1) The Internet's somewhat abstracted nature means that people may be less likely to either tell the truth or carefully consider their comments. Anybody who's read a blog (or Usenet, or a web forum, or pretty much anything here, really) knows that people often post at length and repent at leisure, because of the prevailing belief that nothing that goes on here really matters.

(That's at the root of good ol' Ted Barlow disease, which is bloggers quitting because they believe that what they write doesn't really matter. I can commiserate. But I digress.)

That could mean that people are less likely to respond carefully and honestly to a poll for the precise opposite reason that they lie on other polls: instead of being too concerned about what it says about them, they'll think it doesn't matter at all. They won't carefully consider the questions or their answer. They'll just vote for the rhinoceros party because it's funny.

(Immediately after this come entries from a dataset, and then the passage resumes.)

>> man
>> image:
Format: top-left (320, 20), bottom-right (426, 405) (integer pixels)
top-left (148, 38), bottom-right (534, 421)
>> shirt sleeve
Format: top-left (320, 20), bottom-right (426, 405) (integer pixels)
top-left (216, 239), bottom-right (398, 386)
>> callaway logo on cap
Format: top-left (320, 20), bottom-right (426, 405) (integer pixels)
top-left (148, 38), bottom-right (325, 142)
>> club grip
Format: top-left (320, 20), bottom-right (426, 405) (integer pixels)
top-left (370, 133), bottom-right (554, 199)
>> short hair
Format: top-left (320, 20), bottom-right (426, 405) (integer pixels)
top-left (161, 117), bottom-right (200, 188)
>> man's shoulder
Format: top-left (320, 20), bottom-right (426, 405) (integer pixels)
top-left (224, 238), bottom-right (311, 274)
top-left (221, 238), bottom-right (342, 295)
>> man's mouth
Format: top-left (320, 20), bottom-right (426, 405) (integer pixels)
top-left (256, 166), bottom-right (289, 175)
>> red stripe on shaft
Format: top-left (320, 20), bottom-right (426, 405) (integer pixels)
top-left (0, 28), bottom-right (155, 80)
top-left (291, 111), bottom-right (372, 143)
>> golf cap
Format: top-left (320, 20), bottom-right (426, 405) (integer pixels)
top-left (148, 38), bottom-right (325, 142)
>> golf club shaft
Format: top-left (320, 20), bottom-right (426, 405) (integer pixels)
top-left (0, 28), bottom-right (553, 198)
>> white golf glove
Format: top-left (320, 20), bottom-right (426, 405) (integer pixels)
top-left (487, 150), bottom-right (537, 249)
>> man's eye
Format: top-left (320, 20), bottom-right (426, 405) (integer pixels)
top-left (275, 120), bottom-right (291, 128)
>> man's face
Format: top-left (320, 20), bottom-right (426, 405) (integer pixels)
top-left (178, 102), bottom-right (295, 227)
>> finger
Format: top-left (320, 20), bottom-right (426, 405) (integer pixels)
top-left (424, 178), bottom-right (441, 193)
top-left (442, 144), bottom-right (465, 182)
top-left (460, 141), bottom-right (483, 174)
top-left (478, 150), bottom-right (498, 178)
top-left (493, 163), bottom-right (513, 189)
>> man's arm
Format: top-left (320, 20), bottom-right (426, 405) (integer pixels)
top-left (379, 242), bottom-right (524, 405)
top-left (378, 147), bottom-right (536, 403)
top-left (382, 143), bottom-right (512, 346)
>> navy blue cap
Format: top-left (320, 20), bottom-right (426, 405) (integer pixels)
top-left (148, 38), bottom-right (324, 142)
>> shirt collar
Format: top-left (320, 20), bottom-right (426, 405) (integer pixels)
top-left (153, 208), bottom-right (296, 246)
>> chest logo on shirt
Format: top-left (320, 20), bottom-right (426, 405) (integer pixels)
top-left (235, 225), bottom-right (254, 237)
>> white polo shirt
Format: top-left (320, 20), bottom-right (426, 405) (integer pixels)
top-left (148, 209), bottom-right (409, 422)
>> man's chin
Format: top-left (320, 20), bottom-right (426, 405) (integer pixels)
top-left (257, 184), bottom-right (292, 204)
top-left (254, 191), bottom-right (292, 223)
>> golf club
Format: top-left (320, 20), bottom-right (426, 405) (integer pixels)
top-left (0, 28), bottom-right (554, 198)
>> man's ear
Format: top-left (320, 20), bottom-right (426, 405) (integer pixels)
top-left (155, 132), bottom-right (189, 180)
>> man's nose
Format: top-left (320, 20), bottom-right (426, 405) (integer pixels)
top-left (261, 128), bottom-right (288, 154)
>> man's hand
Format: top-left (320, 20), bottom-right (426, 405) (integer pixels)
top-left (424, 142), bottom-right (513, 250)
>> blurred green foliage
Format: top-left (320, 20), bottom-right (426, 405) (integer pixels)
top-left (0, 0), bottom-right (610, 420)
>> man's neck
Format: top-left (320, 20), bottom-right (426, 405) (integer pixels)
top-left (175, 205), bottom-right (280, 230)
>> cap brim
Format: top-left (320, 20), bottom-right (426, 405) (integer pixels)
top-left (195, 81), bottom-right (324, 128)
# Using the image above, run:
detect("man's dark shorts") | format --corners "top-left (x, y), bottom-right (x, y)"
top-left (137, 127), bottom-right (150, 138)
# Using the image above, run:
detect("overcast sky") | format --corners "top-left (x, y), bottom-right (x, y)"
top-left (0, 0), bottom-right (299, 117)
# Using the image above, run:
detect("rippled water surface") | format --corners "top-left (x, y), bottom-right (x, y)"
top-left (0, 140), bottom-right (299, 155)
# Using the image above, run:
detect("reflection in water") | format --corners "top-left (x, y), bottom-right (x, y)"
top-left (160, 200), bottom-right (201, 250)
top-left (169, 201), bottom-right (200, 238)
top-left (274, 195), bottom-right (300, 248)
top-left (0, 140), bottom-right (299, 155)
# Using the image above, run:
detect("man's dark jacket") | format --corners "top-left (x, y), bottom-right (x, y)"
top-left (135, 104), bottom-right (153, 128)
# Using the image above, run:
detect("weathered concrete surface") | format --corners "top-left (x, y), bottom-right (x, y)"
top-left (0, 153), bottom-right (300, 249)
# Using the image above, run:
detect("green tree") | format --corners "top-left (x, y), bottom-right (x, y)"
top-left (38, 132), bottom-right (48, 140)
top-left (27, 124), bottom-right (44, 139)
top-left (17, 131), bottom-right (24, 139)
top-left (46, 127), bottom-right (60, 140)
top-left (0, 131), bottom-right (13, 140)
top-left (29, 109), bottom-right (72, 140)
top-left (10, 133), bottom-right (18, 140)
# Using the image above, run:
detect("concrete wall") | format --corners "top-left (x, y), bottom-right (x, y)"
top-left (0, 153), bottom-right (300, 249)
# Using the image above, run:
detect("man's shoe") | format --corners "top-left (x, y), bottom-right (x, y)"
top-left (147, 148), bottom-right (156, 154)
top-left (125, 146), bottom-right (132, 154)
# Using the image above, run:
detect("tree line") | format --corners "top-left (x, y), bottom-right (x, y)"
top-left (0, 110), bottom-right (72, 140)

2) Demographic problems can be avoided through weighting specific socio-economic groups. The problem, though, is that weighting can massively increase the likelihood that misrepresentation of those specific groups can take place. If you take a poll and there are something like two people from a specific small (but significant) group, no matter HOW you weight them you're going to have problems. If, for example, poor people on the Internet are disproportionately inclined towards conservatism compared to the poverty-stricken population as a whole, and they're overweighted, it's going to REALLY screw with your poll.

And, yes, conservatives really are overrepresented on the Internet. That's the reason this site was created, remember?

Oh, and 3) The respondees are inherently self-selected, even more than in phone and mail polls. You can't weight to correct for that, either.

I don't think phone polls are perfect, of course. Neither are mail polls (the response rate for mail polls is abysmal.) But I really, really don't trust online polling. Not when Zogby was doing it and it showed Kerry way ahead in 2004, and not today with Angus Reid doing it.